Когда началось партийное собрание, выяснилось, что на него пришла почти вся батарея, не только коммунисты, но и беспартийные.
— Эта повестка дня касается всех,- сказал лейтенант.
Шел разговор о предстоящем бое. Один за другим выступали солдаты. И Зайцев попросил слова. Поправляя ремешок на каске, он заявил:
— Верно сказал наш парторг. Завтрашний бой, конечно, не легкое испытание. Но мы будем драться за советскую Родину. Если что, прошу считать, что я коммунист…
— Я тоже!
— И я! И я! — вслед за сержантом говорили бойцы.
А в то самое время, когда шло партийное собрание, на Прохоровском направлении продолжалось тяжелое сражение. К исходу дня наступил опасный кризис. У обеих сторон силы иссякли.
И тогда наше командование утром 12 июля ввело в бой резервы — 5-ю гвардейскую общевойсковую и 5-ю гвардейскую танковую армии. 800 танков Т-34 и САУ, тысячи орудий, свежие корпуса и дивизии шли в контрнаступление.
Будучи уже обескровленным и надломленным, враг все же ожесточенно сопротивлялся. Развернулось жестокое единоборство. Наше командование решило еще энергичнее продолжать начатый контрудар, с тем чтобы на плечах отходившего противника захватить ранее занятые им рубежи в районе Белгорода и перейти всеми силами Воронежского и Степного фронтов в решительное наступление.
Неделю продолжались кровопролитные бои, горели сотни танков и самоходных орудий. К небу поднимались тучи пыли и дыма…
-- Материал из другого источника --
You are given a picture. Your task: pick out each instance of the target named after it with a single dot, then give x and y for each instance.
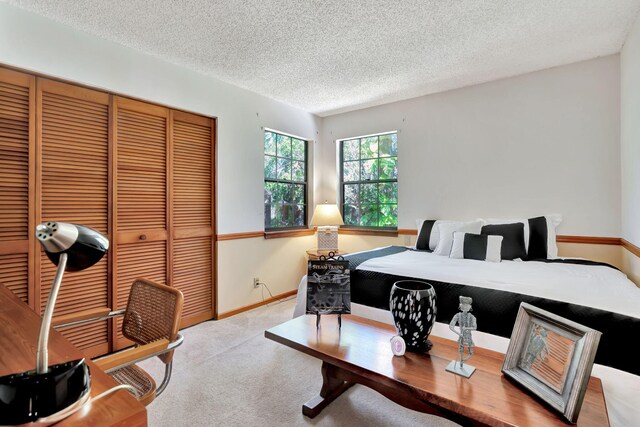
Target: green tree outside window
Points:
(369, 181)
(285, 181)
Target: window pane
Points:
(297, 149)
(351, 195)
(369, 147)
(269, 167)
(275, 192)
(369, 193)
(368, 202)
(270, 143)
(351, 171)
(298, 215)
(388, 192)
(284, 215)
(298, 171)
(388, 216)
(388, 145)
(351, 150)
(369, 170)
(285, 200)
(269, 215)
(389, 168)
(284, 146)
(351, 215)
(284, 169)
(298, 194)
(369, 216)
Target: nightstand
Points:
(314, 254)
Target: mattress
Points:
(593, 294)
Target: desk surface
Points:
(361, 352)
(19, 328)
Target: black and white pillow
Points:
(513, 239)
(539, 235)
(476, 246)
(429, 234)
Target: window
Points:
(285, 181)
(369, 181)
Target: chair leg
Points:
(165, 380)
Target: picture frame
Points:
(552, 357)
(328, 287)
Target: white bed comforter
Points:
(592, 286)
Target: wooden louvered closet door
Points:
(193, 224)
(17, 139)
(141, 174)
(142, 199)
(74, 187)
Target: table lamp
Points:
(327, 218)
(51, 393)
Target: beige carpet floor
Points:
(228, 374)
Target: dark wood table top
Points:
(362, 347)
(19, 328)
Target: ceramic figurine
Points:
(466, 323)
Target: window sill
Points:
(289, 233)
(368, 232)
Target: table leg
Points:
(332, 387)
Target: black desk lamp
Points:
(51, 393)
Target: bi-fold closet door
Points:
(140, 173)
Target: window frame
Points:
(292, 182)
(341, 182)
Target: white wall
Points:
(538, 143)
(630, 135)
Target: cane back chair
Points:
(151, 321)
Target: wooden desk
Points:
(361, 353)
(19, 328)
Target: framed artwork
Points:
(552, 357)
(328, 287)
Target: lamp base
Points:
(328, 238)
(47, 398)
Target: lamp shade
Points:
(326, 215)
(84, 246)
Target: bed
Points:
(593, 294)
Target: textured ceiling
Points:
(329, 56)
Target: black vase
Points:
(413, 306)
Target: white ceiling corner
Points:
(333, 56)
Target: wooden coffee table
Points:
(361, 353)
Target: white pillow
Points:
(435, 234)
(490, 252)
(553, 220)
(494, 221)
(446, 230)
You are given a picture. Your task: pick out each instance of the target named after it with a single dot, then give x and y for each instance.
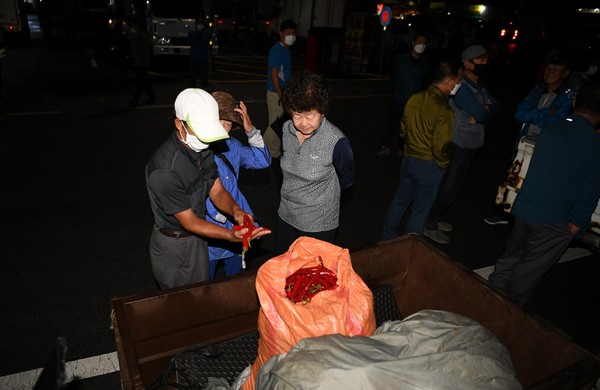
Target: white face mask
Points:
(194, 143)
(420, 48)
(455, 89)
(289, 39)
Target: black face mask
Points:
(480, 69)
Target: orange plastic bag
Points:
(346, 310)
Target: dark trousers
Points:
(287, 234)
(531, 250)
(142, 84)
(452, 183)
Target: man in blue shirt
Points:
(557, 198)
(279, 72)
(473, 108)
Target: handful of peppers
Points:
(246, 238)
(305, 283)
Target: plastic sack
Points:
(429, 350)
(345, 310)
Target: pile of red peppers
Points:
(305, 283)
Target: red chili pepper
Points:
(246, 238)
(305, 283)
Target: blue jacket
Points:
(408, 75)
(469, 102)
(528, 112)
(255, 156)
(563, 180)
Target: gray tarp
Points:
(428, 350)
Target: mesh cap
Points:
(200, 111)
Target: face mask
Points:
(289, 40)
(455, 89)
(420, 48)
(480, 69)
(194, 143)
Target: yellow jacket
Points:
(427, 126)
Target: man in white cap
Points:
(181, 174)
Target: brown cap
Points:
(227, 104)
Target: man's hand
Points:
(243, 111)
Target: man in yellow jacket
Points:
(427, 131)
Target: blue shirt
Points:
(281, 59)
(563, 179)
(255, 156)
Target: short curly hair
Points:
(305, 92)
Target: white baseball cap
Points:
(199, 110)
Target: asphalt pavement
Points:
(76, 219)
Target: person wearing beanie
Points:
(180, 175)
(473, 108)
(230, 156)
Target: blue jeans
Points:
(418, 187)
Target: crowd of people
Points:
(442, 128)
(438, 117)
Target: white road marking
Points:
(109, 363)
(77, 369)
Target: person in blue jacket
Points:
(557, 198)
(230, 156)
(474, 108)
(546, 103)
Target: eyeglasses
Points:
(308, 116)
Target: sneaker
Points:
(437, 236)
(384, 151)
(445, 226)
(496, 220)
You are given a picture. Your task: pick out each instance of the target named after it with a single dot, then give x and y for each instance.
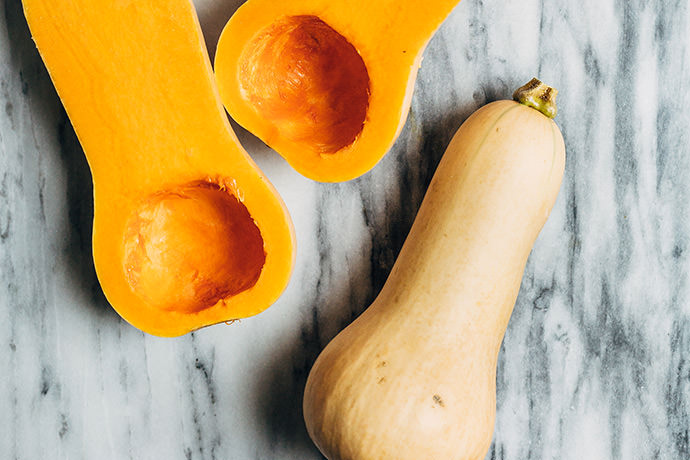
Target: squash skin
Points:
(137, 84)
(414, 376)
(390, 36)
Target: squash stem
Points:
(539, 96)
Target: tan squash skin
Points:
(281, 88)
(414, 376)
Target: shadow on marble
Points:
(75, 256)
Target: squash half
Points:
(187, 230)
(326, 83)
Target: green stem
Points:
(539, 96)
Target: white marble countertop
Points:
(595, 362)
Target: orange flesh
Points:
(308, 81)
(187, 248)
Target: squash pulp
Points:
(187, 231)
(327, 84)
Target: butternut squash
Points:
(187, 231)
(414, 376)
(326, 83)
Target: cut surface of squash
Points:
(327, 84)
(320, 99)
(187, 230)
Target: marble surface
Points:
(595, 362)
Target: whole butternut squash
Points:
(414, 376)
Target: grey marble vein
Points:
(596, 360)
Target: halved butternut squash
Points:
(326, 83)
(187, 230)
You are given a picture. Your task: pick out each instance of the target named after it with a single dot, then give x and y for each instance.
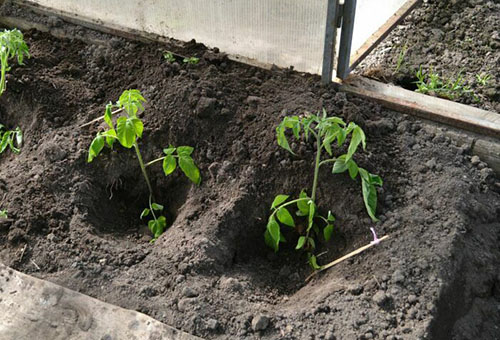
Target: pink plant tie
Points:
(375, 238)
И наконец наступило 18 июля.
— Шло сражение, в котором трудно даже было определить время, где полдень, а где уже вечер,-вспоминал этот день позднее И. Ф. Зайцев. «Тигры», «пантеры», «фердинанды» для наших артиллеристов означали одно: это враг, который должен быть сокрушен во что бы то ни стало. Они шли, обрушиваясь на батарею огнем и сталью. Один за другим выбывали из строя бойцы. Убит парторг Дивидзе. Когда было разбито орудие, он пошел на вражеские танки с противотанковыми гранатами. Одну машину подбил, вторую не успел. Убит заряжающий Скворцов. Убит командир орудия…
Какая-то ярость овладела мною. И вдруг рядом грохот разрыва. Даже не глядя ощутил: опять атакуют. Бросился к пушке, взялся за рукоять поворотного механизма — тот ни с места. Взглянул — панорама покорежена. Что делать? Зубами аж заскрипел. А танки врага — вот они, перед глазами. Один, другой, еще и еще! Впрочем, эти подробности вспомнил позднее. А в тот миг действовал почти машинально.
И вот перед самым окопом танки разделились, начали обходить его по сторонам. Это мне помогло, а их погубило. У «тигров» борта — самое уязвимое место. Но бить надо вначале по задним машинам, иначе заметят и раздавят. Взявшись за станины, развернул пушку на цель, поймал первый танк через открытый канал ствола, зарядил моментально. Выстрел! «Тигр» в огне. Эта удача окрылила меня. Так же поймал второго, за ним третьего «тигренка». Конечно, помогла мне суматоха боя, в которой не сразу можно определить, кто бьет и откуда.
Подбил шесть танков. Уже потом разобрался, что три из них — хваленые «тигры». Я мстил за смерть моих боевых товарищей, за поруганную родную землю.
Вот и весь короткий и простой рассказ.